There were a few moments in his life that he could reflect back on that would help to explain his inner turmoil that his mind had conjured for him over the past few months of his life.

When he stood up to Liz' beau – one of many, who had demanded he pay the money he'd been working tirelessly for to pay for their next bender. He had felt deep in his stomach, rising so that it entrapped his breath and felt like an arm snaking its way up his throat. That thread of anxious energy that shoved him over the precipice to a decision. "No." He had said simply. Having already used the money to help a friend in need.

He had to face the anger, and his fear, that his decision had caused – but the adrenaline was all-encompassing.
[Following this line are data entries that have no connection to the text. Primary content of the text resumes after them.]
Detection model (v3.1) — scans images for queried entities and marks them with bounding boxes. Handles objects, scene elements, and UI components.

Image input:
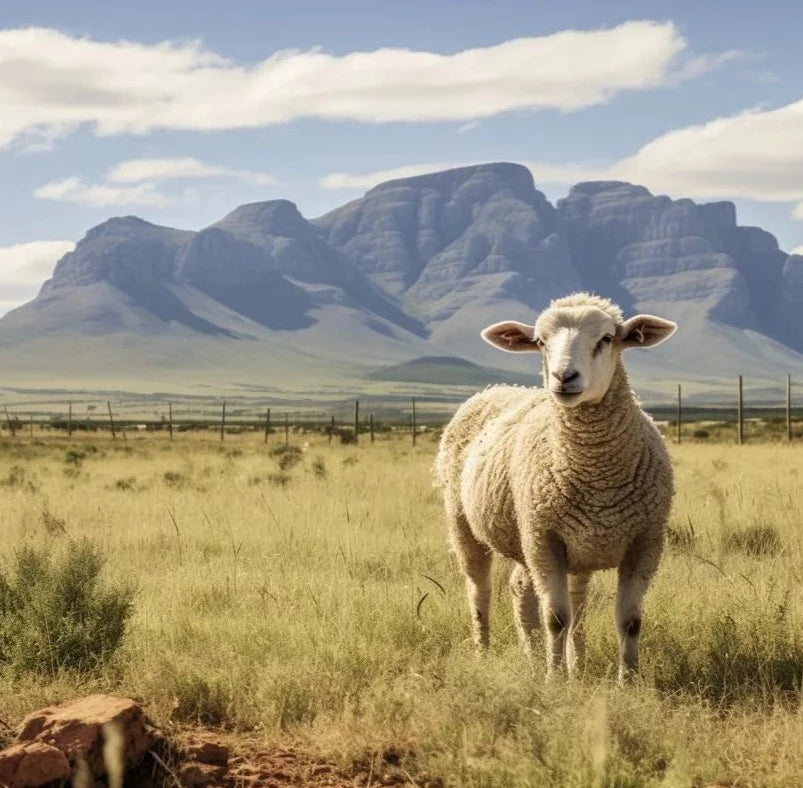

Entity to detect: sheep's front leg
[615,530,663,684]
[528,532,570,677]
[566,572,590,674]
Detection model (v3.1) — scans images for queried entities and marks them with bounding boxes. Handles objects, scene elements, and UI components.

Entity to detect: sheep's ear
[620,314,677,348]
[481,321,541,353]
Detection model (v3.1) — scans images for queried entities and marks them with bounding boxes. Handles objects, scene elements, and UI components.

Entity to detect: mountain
[314,163,581,347]
[367,355,539,387]
[0,162,801,400]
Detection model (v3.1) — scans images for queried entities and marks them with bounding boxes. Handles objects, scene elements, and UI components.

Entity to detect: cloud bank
[321,98,803,229]
[0,22,726,149]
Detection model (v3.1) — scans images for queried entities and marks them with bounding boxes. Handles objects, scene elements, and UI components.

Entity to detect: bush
[271,444,302,471]
[0,539,134,675]
[312,456,327,478]
[163,471,188,488]
[692,429,710,439]
[723,524,783,557]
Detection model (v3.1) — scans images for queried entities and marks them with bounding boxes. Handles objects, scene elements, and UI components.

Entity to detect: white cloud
[0,22,729,148]
[793,203,803,221]
[457,121,480,135]
[0,240,75,315]
[321,162,475,190]
[34,156,276,206]
[34,177,168,207]
[108,157,274,185]
[791,245,803,255]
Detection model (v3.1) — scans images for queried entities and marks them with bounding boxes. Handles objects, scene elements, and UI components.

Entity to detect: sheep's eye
[594,334,613,354]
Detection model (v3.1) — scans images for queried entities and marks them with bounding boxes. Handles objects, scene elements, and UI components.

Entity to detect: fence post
[220,401,226,441]
[354,399,360,443]
[68,401,73,437]
[676,384,682,445]
[370,413,375,444]
[284,413,289,446]
[329,415,335,445]
[4,407,15,437]
[737,375,743,445]
[107,401,116,440]
[412,397,417,446]
[29,413,33,437]
[264,407,271,444]
[787,374,792,442]
[168,402,174,440]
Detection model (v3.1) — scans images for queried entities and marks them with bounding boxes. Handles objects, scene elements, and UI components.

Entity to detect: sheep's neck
[550,361,644,485]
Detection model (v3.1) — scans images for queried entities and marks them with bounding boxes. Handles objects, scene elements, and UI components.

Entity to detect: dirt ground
[138,729,442,788]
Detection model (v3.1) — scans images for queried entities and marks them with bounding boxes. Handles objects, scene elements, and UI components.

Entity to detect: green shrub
[312,456,327,478]
[163,470,188,488]
[271,444,302,471]
[0,539,134,675]
[64,449,85,465]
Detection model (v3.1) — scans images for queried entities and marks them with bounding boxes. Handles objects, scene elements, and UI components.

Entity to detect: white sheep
[434,293,677,682]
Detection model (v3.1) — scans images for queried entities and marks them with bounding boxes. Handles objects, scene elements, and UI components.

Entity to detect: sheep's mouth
[551,388,583,402]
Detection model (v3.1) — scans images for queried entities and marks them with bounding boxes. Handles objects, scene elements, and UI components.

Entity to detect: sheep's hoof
[617,666,639,687]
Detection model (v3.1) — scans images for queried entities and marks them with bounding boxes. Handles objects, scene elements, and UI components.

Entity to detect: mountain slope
[0,163,801,398]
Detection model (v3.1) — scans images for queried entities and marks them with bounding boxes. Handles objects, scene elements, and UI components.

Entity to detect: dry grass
[0,431,801,786]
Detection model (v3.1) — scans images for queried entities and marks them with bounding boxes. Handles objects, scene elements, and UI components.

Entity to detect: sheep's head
[481,293,676,408]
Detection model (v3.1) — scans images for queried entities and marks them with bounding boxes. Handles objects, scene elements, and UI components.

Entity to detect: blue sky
[1,0,802,313]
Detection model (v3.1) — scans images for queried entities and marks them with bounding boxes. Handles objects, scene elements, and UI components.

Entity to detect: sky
[1,0,803,315]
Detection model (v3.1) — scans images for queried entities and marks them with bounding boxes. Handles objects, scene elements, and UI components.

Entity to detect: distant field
[0,432,802,785]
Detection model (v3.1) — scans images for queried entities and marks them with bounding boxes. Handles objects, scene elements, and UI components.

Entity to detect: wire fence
[0,375,801,444]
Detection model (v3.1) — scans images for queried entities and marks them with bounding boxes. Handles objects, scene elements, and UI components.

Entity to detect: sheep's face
[481,303,676,408]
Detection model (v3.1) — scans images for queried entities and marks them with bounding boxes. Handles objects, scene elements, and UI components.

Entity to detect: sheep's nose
[552,368,580,384]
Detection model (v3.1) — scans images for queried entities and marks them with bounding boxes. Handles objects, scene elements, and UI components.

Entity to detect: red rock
[0,741,70,787]
[14,694,155,778]
[181,738,229,767]
[176,760,227,787]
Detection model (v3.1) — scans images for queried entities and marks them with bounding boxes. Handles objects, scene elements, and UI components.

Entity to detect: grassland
[0,430,801,786]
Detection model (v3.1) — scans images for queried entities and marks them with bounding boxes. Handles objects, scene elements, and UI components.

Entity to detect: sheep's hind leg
[449,511,493,650]
[509,563,539,656]
[615,531,662,685]
[566,572,590,675]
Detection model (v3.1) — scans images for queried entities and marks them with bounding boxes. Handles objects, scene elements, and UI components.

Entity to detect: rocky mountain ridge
[1,162,801,396]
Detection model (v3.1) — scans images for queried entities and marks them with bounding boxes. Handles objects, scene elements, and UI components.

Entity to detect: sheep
[434,293,677,683]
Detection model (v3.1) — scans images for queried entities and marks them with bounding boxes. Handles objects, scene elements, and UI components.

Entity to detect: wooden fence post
[220,401,226,441]
[107,401,116,440]
[329,415,335,445]
[370,413,375,444]
[264,407,271,444]
[676,384,682,445]
[412,397,417,446]
[168,402,174,440]
[68,401,72,437]
[354,399,359,443]
[29,413,33,437]
[737,375,743,445]
[284,413,289,446]
[787,374,792,442]
[4,407,15,437]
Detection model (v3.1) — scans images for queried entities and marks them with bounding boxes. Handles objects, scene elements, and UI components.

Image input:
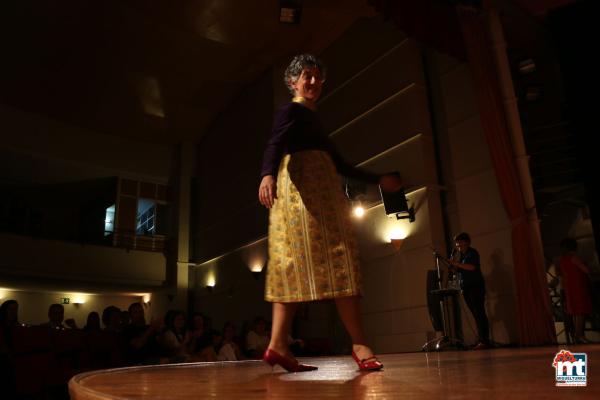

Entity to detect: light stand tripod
[422,249,464,351]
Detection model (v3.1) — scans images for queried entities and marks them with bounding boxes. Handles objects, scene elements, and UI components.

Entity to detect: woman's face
[290,67,324,101]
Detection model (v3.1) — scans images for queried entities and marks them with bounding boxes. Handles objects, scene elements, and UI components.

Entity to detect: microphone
[449,247,456,260]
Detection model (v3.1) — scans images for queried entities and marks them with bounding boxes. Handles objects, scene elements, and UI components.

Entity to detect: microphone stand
[422,248,465,352]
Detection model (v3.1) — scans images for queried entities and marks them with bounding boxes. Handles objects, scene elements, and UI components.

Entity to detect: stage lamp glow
[71,293,89,305]
[388,227,408,241]
[250,263,264,273]
[206,275,216,288]
[353,206,365,218]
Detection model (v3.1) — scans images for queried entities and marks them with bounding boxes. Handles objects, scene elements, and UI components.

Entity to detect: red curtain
[371,0,556,344]
[457,6,556,345]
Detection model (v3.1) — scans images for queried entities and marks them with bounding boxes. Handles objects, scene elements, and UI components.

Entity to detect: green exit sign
[61,297,70,304]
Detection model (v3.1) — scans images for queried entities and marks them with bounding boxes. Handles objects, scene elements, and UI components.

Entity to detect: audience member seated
[188,312,216,362]
[121,302,161,365]
[102,306,122,333]
[0,300,20,398]
[245,316,270,359]
[158,310,191,363]
[64,318,79,330]
[217,322,245,361]
[1,299,20,350]
[83,312,101,332]
[120,310,131,327]
[209,329,223,355]
[39,304,67,330]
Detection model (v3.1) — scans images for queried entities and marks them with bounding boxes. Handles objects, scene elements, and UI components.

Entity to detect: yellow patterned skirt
[265,150,363,303]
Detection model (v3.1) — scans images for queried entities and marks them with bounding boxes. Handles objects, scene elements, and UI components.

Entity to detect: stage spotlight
[379,187,415,222]
[345,179,368,218]
[353,203,365,218]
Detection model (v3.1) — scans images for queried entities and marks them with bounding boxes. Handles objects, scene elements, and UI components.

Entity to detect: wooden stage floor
[70,345,599,399]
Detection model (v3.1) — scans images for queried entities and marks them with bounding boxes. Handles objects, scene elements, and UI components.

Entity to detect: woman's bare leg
[335,296,375,359]
[268,302,299,357]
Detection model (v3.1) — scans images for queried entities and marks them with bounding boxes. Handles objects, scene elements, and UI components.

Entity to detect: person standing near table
[449,232,490,350]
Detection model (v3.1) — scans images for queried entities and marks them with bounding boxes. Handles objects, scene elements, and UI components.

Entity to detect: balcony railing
[109,229,168,253]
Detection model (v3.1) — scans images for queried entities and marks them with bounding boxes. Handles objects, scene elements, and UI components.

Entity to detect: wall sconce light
[71,294,87,306]
[205,275,216,292]
[388,227,408,251]
[249,263,264,280]
[390,238,404,250]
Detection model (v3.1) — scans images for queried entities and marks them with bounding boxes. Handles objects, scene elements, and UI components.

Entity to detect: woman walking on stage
[258,54,401,372]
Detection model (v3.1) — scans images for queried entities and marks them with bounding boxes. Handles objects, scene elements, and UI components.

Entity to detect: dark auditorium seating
[10,326,125,398]
[12,326,53,396]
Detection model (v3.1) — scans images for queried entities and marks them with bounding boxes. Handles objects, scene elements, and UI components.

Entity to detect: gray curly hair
[283,54,326,94]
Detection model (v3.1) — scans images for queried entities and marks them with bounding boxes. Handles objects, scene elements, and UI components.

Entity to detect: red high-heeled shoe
[263,348,318,372]
[352,351,383,371]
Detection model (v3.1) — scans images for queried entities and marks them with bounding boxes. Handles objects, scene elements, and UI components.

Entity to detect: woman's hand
[259,175,277,209]
[379,173,402,192]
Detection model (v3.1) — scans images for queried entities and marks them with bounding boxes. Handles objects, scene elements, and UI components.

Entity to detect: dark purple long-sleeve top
[260,102,380,184]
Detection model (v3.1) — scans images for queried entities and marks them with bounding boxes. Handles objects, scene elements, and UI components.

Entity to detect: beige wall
[192,71,273,262]
[192,238,271,331]
[316,18,447,352]
[0,289,150,328]
[0,232,166,286]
The moment he stepped off the bus to Stars Hollow, a singular duffle over his shoulder, breathing deeply as the colourful town shocked his city senses. It was that unknown that captured him then. Moving in with his uncle who he'd only ever encountered a handful of times in his life. A new town. A new school.
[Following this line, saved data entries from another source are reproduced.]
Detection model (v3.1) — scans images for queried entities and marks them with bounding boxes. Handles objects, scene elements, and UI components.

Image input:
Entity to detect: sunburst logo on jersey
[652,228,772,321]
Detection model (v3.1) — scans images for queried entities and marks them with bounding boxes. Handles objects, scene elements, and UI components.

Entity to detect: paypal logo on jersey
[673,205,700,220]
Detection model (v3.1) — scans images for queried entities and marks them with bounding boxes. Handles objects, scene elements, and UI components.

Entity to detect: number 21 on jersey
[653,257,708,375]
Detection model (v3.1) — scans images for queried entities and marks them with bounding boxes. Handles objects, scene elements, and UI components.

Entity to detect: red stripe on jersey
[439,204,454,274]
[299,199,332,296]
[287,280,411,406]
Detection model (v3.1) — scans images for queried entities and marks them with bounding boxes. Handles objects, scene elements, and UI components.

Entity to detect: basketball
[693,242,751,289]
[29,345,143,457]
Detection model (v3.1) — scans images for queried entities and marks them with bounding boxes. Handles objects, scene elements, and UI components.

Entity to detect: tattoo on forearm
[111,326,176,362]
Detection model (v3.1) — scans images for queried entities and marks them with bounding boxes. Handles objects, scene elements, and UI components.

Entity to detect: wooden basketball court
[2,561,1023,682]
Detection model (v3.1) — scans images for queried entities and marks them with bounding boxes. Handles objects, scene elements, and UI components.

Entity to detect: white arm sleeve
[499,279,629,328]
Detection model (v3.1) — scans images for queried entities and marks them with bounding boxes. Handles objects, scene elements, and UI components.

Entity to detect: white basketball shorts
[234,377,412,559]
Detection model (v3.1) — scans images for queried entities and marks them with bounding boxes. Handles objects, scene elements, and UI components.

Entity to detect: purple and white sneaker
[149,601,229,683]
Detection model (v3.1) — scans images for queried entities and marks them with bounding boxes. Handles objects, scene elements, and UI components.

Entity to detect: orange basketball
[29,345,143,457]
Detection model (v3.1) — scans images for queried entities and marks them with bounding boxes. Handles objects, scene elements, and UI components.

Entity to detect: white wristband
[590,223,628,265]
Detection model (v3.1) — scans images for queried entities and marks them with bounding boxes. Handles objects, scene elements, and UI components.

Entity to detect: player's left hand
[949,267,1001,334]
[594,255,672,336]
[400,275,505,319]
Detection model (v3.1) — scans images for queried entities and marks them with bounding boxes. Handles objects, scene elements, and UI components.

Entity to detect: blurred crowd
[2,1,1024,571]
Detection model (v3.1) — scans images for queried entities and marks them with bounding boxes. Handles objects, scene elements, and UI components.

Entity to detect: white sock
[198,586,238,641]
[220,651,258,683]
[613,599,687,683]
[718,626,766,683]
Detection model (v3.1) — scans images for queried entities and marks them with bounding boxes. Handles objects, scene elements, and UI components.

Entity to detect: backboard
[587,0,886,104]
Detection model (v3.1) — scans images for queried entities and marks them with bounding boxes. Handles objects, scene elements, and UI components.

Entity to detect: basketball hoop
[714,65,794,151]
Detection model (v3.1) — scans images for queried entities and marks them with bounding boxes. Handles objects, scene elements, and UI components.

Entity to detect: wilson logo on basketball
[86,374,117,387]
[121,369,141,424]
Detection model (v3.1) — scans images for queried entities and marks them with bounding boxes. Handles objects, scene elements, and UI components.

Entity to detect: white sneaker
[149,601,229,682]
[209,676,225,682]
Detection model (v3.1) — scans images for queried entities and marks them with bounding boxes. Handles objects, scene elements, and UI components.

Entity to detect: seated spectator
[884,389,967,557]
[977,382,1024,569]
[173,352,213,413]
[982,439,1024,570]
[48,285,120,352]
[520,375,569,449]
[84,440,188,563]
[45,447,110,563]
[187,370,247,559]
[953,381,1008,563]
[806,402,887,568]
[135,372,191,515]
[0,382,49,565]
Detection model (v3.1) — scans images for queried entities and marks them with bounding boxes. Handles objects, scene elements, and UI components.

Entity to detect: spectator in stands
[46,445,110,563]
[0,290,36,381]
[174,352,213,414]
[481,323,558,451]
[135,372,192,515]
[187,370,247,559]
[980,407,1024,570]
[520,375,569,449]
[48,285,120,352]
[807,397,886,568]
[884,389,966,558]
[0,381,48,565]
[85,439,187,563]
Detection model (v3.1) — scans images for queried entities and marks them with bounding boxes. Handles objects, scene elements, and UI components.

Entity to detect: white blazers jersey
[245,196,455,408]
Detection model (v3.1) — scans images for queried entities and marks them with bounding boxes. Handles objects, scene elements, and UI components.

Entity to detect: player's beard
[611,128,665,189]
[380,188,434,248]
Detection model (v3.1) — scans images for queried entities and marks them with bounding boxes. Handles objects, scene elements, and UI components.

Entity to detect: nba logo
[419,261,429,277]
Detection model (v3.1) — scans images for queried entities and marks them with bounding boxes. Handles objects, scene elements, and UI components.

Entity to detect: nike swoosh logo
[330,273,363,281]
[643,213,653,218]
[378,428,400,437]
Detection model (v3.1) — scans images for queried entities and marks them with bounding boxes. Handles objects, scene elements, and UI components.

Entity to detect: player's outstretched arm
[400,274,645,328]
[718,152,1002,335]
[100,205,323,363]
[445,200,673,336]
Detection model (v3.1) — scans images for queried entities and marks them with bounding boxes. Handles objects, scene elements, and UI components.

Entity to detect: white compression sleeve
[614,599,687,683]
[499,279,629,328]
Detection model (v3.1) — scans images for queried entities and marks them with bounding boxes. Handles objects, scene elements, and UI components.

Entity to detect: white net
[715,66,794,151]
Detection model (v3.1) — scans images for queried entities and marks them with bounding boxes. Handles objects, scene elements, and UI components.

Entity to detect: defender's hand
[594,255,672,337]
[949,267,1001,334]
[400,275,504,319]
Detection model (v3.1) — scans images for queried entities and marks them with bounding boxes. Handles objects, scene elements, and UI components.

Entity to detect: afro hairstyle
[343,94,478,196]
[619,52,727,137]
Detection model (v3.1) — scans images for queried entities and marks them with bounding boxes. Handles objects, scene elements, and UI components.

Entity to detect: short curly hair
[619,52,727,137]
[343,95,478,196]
He found himself trying to frustrate the town with the pranks he had pulled just to try and chase that feeling all over again. The fear of something to come.

He had been spoiled with Rory. Every moment felt like that. The feeling that pin pricked his skin as he thought about all the ways it could go wrong. All the ways it could go right.

It was downright addictive.

When he arrived in Florida. Chasing a father who had never wanted him.

Saying "I love you" for the first time on a cold, busy street of the festivities.

They were all moments he would use to describe it.

His depression felt like that. Like he was on the edge of a decision that would alter his direction. "Fight or Flight" – That's what Jane had called it. He'd describe it more as standing on the edge of a cliff – the feeling that you're about to fall into the darkness, but not quite there. It was a falsehood. His mind was playing sick tricks on him – making him feel the feeling he had been chasing for so long at all times of the day until he felt like he was drowning in it. It was too much.

But god, did it prepare him for the real thing.

Rory turned the corner towards the library being followed by a blonde boy who seemed to take a particular pleasure in getting a rise from her. The boy was smirking as he spoke, it only seemed to grow as she turned around to berate him about whatever he was waxing about.

The boy laughed haughtily at her scolding.

She turned back to the library.

And her eyes met his.

"Jess?" She breathed out the name, but he could still somehow hear it over the busy night of the campus.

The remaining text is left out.